Azure Data Factory Linked Services
By: Koen Verbeeck
Now that we've created our first pipelines, it is time to delve a bit deeper into the inner working of ADF. Let's start with linked services.
The Purpose of Linked Services
In the previous step of the tutorial, every time we created a new connection in the Copy Data tool, we were creating a new linked service. A linked service is a connection to a specific service or data store that can either be a source of data, or a destination (also called target or sink). People who have worked with Integration Services (SSIS) before will recognize this concept; a linked service can be compared with a project connection manager in SSIS.
A linked service will store the connection string, but also any method on how to authenticate with the service. Once a linked service is created, you can reuse it everywhere. For example, if you have a data warehouse in Azure SQL database, you will only need to define this connection once.
Linked services can be found in the Manage section of ADF Studio (lowest icon in the left menu bar).
There we can find the two linked services we created in the previous part:
Which Linked Services are there?
There are many different types of linked services. There are a couple of categories available:
- Azure. Services like Blob Storage, Cosmos DB (with each different API), Data Explorer, Data Lake Storage, Key Vault, Databricks Delta Lake, Table Storage, Synapse Analytics and so on.
- All the Azure databases (Azure SQL DB, Azure SQL DB Managed Instance, Azure Database for MySQL/PostgreSQL/MariaDB …), but also on-premises SQL Server and other vendors like Amazon RDS, Amazon Redshift, Apache Impala, DB2, Google Bigquery, Hive, PostgreSQL, Oracle, SAP BW, SAP HANA, Spark, Sybase, Teradata and many others.

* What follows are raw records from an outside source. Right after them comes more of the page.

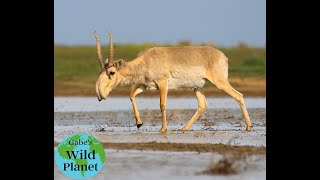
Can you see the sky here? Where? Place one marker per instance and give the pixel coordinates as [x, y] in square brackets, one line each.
[222, 22]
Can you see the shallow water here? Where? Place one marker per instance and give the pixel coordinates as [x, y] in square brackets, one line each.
[171, 165]
[218, 124]
[112, 121]
[89, 104]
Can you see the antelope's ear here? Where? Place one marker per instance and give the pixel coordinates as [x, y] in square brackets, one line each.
[119, 64]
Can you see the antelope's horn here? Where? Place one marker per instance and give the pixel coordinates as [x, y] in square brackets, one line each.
[111, 50]
[99, 56]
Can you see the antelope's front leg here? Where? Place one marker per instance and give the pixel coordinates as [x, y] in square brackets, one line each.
[163, 87]
[135, 91]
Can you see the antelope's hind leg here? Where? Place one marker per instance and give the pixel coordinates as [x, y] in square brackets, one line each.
[202, 105]
[163, 87]
[135, 91]
[226, 87]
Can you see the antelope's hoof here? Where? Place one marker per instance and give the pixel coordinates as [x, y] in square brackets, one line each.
[139, 125]
[162, 130]
[248, 128]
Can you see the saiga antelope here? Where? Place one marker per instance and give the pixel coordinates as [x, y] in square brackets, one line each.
[165, 68]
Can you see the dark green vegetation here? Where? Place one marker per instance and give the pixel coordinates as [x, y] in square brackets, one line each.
[77, 68]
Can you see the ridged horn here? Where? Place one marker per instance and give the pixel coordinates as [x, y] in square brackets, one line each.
[99, 56]
[111, 50]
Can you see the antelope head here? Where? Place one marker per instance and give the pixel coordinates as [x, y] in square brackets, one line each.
[109, 73]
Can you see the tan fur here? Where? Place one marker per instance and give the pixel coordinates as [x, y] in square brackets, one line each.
[166, 68]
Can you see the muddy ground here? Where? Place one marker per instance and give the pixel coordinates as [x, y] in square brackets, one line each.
[146, 153]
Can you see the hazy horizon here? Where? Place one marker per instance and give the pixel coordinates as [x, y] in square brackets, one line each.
[224, 22]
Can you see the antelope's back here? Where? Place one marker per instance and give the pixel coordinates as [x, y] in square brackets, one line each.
[189, 61]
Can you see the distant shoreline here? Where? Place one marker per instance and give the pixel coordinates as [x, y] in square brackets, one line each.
[253, 87]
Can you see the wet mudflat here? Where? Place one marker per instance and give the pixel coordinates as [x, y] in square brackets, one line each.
[147, 153]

- File. Amazon S3, FTP, File System (on-premises), Google Cloud Storage, HDFS, HTTP, Oracle Cloud Storage and SFTP.
- NoSQL. Cassandra, Couchbase and MongoDB.
- Services and apps. Dataverse, Dynamics, Github, Jira, Office 365, PayPal, REST, Salesforce, Snowflake and many others.
- Generic protocol. When all else fails. ODBC, OData, REST and SharePoint Online List.
This list is not exhaustive and is continuously updated. Keep an eye on the official documentation for updates.
Keep in mind that for on-premises data sources (and some online data sources) we need a special integration runtime, which will be covered later in the tutorial.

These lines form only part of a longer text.